Budapest is the capital of Hungary, a Central European country that was devastated by the two world wars and following that underwent repeated changes of its political system. After the restoration of democracy in the country, the marks left by many of those conflicts still remain but have never been brought out in the open and examined.
This situation triggered the idea of using theatre as a powerful instrument of expression, learning and social cohesion. It wasn’t just seen as an outlet through which young people could express their concerns and wishes, but also as an ideal means of encouraging intergenerational dialogue.
The Kolibri Child and Youth Theatre was created as a space in which to rehearse and carry out theatrical projects targeted both to children and young people and to the adults in their lives. Therefore, the actual performances have been, right from the start, as important as the conversations that followed.

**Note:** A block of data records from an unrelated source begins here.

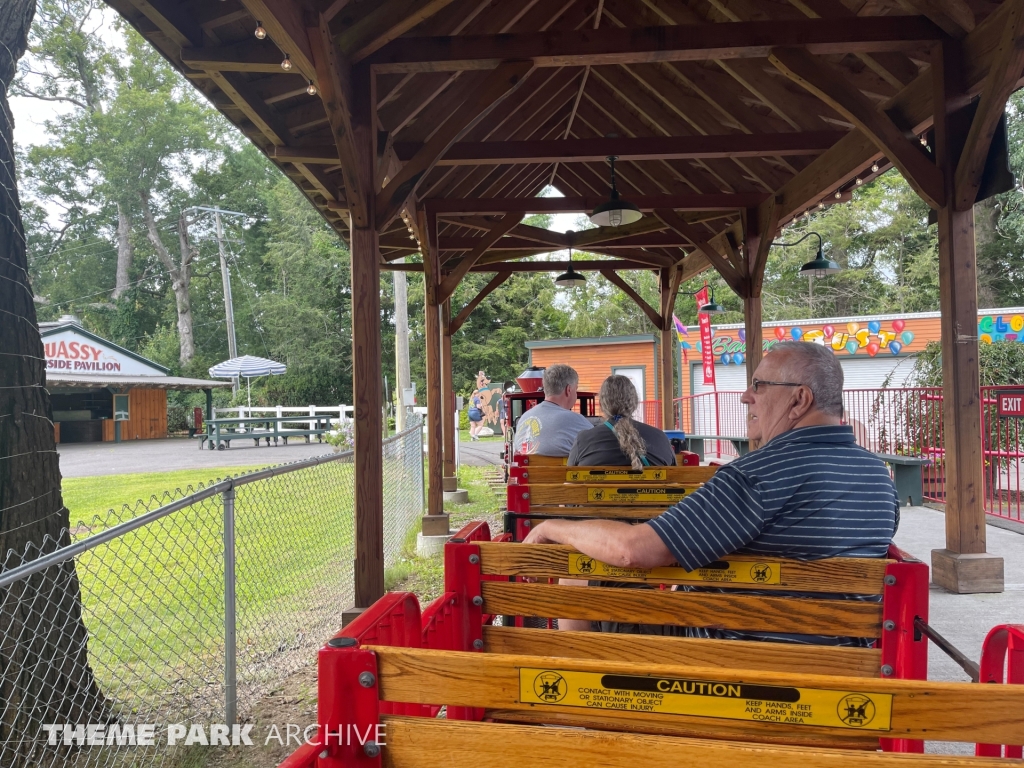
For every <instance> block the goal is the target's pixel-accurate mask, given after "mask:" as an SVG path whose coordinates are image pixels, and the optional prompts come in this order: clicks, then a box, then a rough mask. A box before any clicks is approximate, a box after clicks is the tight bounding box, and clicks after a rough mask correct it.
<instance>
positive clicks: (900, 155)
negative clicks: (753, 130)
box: [769, 48, 945, 209]
mask: <svg viewBox="0 0 1024 768" xmlns="http://www.w3.org/2000/svg"><path fill="white" fill-rule="evenodd" d="M769 59H770V60H771V62H772V63H773V65H774V66H775V67H776V68H777V69H778V70H779V72H781V73H782V74H783V75H785V76H786V77H788V78H790V79H792V80H794V81H795V82H797V83H799V84H800V85H802V86H803V87H804V88H807V89H808V90H809V91H810V92H811V93H814V94H815V95H816V96H817V97H818V98H820V99H821V100H822V101H825V102H826V103H828V104H829V105H830V106H831V108H833V109H835V110H836V111H837V112H839V113H840V114H842V115H844V116H846V117H847V119H849V120H850V121H851V122H852V123H853V124H854V125H856V126H857V127H858V128H859V129H860V130H861V131H862V132H863V133H864V135H865V136H867V137H868V138H869V139H870V140H871V142H872V143H873V144H874V145H876V146H877V147H878V148H879V150H880V151H882V152H884V153H885V154H886V156H887V157H888V158H889V159H890V160H891V161H892V162H893V165H895V166H896V167H897V168H899V170H900V173H902V174H903V177H904V178H906V180H907V181H908V182H909V184H910V185H911V186H912V187H913V188H914V191H916V193H918V194H919V195H920V196H921V197H922V198H923V199H924V200H925V201H926V202H927V203H928V204H929V205H930V206H931V207H932V208H936V209H938V208H941V207H942V206H943V205H944V204H945V188H944V183H943V180H942V171H940V170H939V168H938V166H936V165H935V163H933V162H932V160H931V159H930V158H929V157H928V156H927V155H926V154H925V153H924V152H923V151H922V147H921V146H920V144H916V145H915V142H913V141H911V140H910V139H908V138H906V136H905V135H904V133H903V131H902V129H900V128H899V127H897V125H896V124H895V123H894V122H893V121H892V119H891V118H890V117H889V116H888V115H886V114H885V113H884V112H882V111H881V110H879V109H878V106H877V105H876V104H874V102H872V101H871V100H870V99H869V98H867V96H865V95H864V94H863V93H861V92H860V91H859V90H858V89H857V88H855V87H854V86H853V85H852V84H850V83H849V82H848V81H847V80H846V78H845V76H844V75H843V72H842V71H841V70H839V69H838V68H836V67H834V66H833V65H830V63H828V62H826V61H824V60H822V59H821V58H817V57H815V56H813V55H811V54H810V53H809V52H808V51H807V50H805V49H803V48H773V49H772V51H771V55H770V56H769Z"/></svg>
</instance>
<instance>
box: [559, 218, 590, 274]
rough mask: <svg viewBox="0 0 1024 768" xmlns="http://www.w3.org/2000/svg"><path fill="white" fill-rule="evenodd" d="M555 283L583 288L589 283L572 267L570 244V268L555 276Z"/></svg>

The aim is to provide resources allowing adults and youngsters, with different life experiences, to find common ground by sharing artistic experiences that address collective problems. It is about transforming the audience’s individual reactions into a shared experience. To accomplish this, it is vitally important that the theatrical programming be genuine.
The effect of this project transcends the actual theatre walls and reaches all public spaces, including educational institutions. Thus, any space can be a potential theatrical venue.
The Kolibri Theatre programming includes 28 performances covering a range of subjects from interactive musical pieces to puppet shows or short readings. There is additional didactic material provided with each performance.
The City of Budapest’s Departments of Education and Culture recognize the important role theatre plays in young peoples’ social integration. As a result, theatrical training has expanded into all areas. In addition to the Kolibri Theatre, the City Council supports thirteen other theatres.
The presence of theatre in public spaces, festivals, celebrations, etc., extends beyond the actual city limits. The fact that theatrical events can be programmed both in large open spaces and in small classrooms alike, is proof of the City of Budapest’s commitment to educating.
Charter of Educating Cities: Fourth Principle.
The municipal policies of an educational character shall always be understood as referring to a broader context inspired by the principles of social justice, democratic community spirit, quality of life and the edification of the individual citizen.